Codex SDK e App Server

São recursos mais técnicos para criar automações, integrações ou interfaces em cima do Codex.

Codex Security

É uma área voltada para análise de segurança, threat modeling e busca de vulnerabilidades.

Para projetos sérios, especialmente em empresas, vale pesquisar.

Modelos

O artigo usa gpt-5.5 como exemplo porque é o modelo recomendado na documentação consultada.

Mas modelos disponíveis mudam com o tempo e podem depender do plano, do cliente e da forma de autenticação.

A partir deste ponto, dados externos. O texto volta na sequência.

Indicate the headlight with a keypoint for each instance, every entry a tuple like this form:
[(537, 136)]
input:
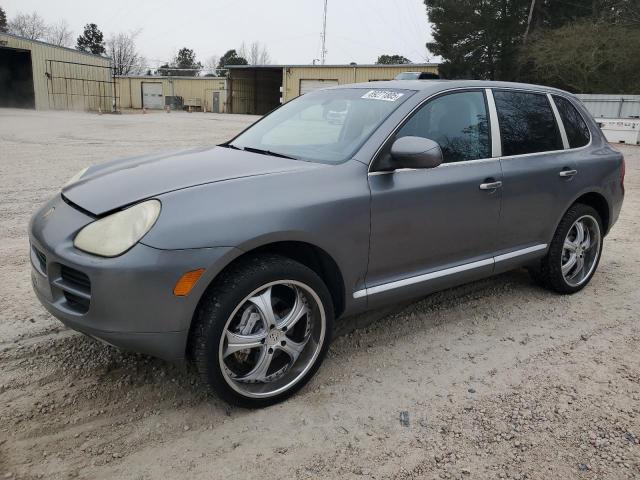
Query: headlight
[(113, 235), (76, 177)]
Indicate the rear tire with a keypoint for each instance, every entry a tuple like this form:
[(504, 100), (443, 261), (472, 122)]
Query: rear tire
[(262, 330), (574, 252)]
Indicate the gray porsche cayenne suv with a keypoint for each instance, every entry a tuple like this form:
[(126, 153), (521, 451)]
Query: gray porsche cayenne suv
[(240, 257)]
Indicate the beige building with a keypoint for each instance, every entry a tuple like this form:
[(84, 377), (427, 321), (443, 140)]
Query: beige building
[(154, 92), (39, 75), (260, 88)]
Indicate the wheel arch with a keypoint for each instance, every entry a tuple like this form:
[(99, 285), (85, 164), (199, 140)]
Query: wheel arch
[(598, 202), (308, 254)]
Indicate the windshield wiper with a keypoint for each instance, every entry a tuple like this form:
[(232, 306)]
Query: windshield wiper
[(267, 152), (229, 145)]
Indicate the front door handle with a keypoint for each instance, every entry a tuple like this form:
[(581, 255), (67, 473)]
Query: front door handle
[(490, 185), (567, 173)]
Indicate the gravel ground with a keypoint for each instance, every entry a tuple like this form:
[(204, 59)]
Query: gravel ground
[(495, 379)]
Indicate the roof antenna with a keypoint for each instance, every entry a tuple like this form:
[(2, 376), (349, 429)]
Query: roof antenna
[(323, 52)]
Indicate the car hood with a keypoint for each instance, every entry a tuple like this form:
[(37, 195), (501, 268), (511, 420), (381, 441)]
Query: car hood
[(115, 184)]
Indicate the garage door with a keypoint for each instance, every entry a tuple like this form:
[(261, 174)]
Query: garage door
[(152, 95), (307, 86)]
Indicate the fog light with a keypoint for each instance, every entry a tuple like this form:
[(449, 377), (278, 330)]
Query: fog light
[(187, 282)]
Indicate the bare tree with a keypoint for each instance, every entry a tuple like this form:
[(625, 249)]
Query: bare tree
[(59, 34), (121, 48), (31, 26), (256, 53)]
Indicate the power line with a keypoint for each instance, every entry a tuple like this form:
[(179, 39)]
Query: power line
[(323, 52)]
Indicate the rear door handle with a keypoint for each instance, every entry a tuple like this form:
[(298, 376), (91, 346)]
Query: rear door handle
[(567, 173), (490, 185)]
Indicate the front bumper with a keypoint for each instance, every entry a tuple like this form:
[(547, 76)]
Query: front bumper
[(126, 301)]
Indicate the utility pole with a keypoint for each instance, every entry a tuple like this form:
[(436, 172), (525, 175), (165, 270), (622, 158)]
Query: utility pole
[(526, 33), (323, 53)]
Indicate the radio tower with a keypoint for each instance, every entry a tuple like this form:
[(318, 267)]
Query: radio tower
[(323, 53)]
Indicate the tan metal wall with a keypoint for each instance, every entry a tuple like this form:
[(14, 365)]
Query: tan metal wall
[(75, 97), (130, 89), (344, 74)]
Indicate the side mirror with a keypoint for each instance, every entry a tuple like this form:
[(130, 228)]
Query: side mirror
[(415, 152)]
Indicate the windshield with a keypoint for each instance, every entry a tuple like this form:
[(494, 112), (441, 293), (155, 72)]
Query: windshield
[(325, 126)]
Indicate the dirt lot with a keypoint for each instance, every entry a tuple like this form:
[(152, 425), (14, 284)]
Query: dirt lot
[(496, 379)]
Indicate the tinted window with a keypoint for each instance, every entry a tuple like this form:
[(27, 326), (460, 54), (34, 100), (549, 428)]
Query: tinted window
[(527, 123), (574, 125), (458, 122)]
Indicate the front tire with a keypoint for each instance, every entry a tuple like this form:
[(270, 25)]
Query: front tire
[(262, 330), (574, 252)]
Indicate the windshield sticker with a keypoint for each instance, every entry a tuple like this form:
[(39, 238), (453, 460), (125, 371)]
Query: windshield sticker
[(385, 95)]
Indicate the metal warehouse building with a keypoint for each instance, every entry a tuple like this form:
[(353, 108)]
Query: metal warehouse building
[(205, 93), (39, 75), (258, 89)]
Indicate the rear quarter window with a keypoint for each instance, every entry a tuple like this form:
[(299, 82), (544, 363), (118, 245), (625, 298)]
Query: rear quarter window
[(527, 123), (575, 126)]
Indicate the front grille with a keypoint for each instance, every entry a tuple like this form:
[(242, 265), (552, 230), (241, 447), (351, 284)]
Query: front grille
[(75, 286), (77, 303), (42, 259), (75, 278)]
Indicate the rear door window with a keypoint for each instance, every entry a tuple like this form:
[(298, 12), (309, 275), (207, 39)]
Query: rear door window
[(575, 126), (457, 122), (527, 123)]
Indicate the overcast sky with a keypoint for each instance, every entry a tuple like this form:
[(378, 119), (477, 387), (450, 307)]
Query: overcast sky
[(357, 30)]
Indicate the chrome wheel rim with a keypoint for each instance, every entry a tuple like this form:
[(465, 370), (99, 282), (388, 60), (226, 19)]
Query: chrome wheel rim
[(272, 339), (580, 250)]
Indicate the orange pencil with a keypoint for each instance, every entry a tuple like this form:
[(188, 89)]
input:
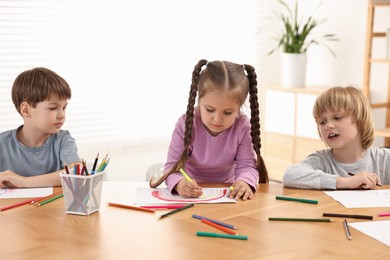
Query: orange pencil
[(37, 200), (130, 207), (227, 230)]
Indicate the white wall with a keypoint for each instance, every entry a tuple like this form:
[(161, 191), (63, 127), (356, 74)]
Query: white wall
[(348, 20)]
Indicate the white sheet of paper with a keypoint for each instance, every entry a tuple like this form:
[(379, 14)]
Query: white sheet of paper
[(361, 198), (145, 196), (8, 193), (375, 229)]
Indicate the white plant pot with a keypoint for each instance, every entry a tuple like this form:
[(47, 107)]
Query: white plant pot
[(293, 70)]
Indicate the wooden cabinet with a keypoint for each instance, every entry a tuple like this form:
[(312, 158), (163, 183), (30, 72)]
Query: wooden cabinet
[(290, 132), (377, 67)]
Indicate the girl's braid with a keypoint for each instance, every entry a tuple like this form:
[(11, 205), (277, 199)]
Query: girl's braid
[(255, 122)]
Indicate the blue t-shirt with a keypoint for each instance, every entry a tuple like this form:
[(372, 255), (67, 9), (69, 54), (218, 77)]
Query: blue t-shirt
[(30, 161)]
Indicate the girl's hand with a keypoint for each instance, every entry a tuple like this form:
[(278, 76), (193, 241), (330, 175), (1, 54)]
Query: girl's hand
[(11, 180), (188, 189), (361, 180), (241, 190)]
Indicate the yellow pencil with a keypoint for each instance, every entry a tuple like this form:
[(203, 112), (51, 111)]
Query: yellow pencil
[(185, 175), (188, 178)]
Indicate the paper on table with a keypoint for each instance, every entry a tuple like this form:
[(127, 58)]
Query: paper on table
[(375, 229), (361, 198), (8, 193), (146, 196)]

Antes de fixar um modelo em material interno, confira /model ou a documentação atual.

Como começar sem se perder

Se você está lendo tudo isso e pensando que é muita coisa, comece pequeno.

Não tente montar a estrutura perfeita no primeiro dia.

Um bom caminho é:

  1. Criar um AGENTS.md simples.
  2. Colocar documentação básica em docs/.
  3. Configurar o config.toml com permissões seguras.
  4. Criar um checkpoint no Git antes de mudanças maiores.
  5. Usar o Codex no projeto real.
  6. Quando repetir um prompt grande, transformar em skill.
  7. Quando uma investigação ficar pesada, usar subagents.
  8. Quando precisar conectar ferramentas externas, explorar MCP.
  9. Quando precisar de garantia automática, estudar hooks.

Esse processo cresce junto com o projeto.

Não é sobre montar uma arquitetura de contexto perfeita.

É sobre melhorar o ambiente aos poucos.

Conclusão

Muita gente ainda usa IA para programar como se estivesse apenas conversando com um chatbot.

Mas o Codex permite outro tipo de fluxo.

Em vez de depender apenas da conversa atual, você constrói um ambiente organizado para a IA trabalhar.

O projeto passa a ter:

  • contexto estruturado;
  • documentação;
  • padrões permanentes;
  • memória;
  • workflows reutilizáveis;
  • especialistas separados;
  • automações;
  • integrações com ferramentas externas.

E isso muda a qualidade do desenvolvimento.

  • O Codex deixa de trabalhar no improviso.
  • Ele passa a trabalhar seguindo uma estrutura.

Essa talvez seja a principal ideia do artigo:

Quando você organiza tudo corretamente, o projeto fica mais previsível, mais consistente e mais sustentável.

Principalmente em projetos longos e em equipes.

E isso vale não apenas para o Codex.

Essa forma de pensar tende a ficar cada vez mais importante em qualquer ambiente de desenvolvimento com IA.

Porque no futuro, a diferença não será apenas sobre quem usa IA. A diferença será sobre quem sabe estruturar contexto para IA.

  • No primeiro caso, você apenas conversa com a ferramenta. Isso é Vibe Coding.
  • No segundo, você constrói um ambiente real de desenvolvimento com contexto, padrões, processos, memória e organização. Isso é desenvolvimento assistido por IA.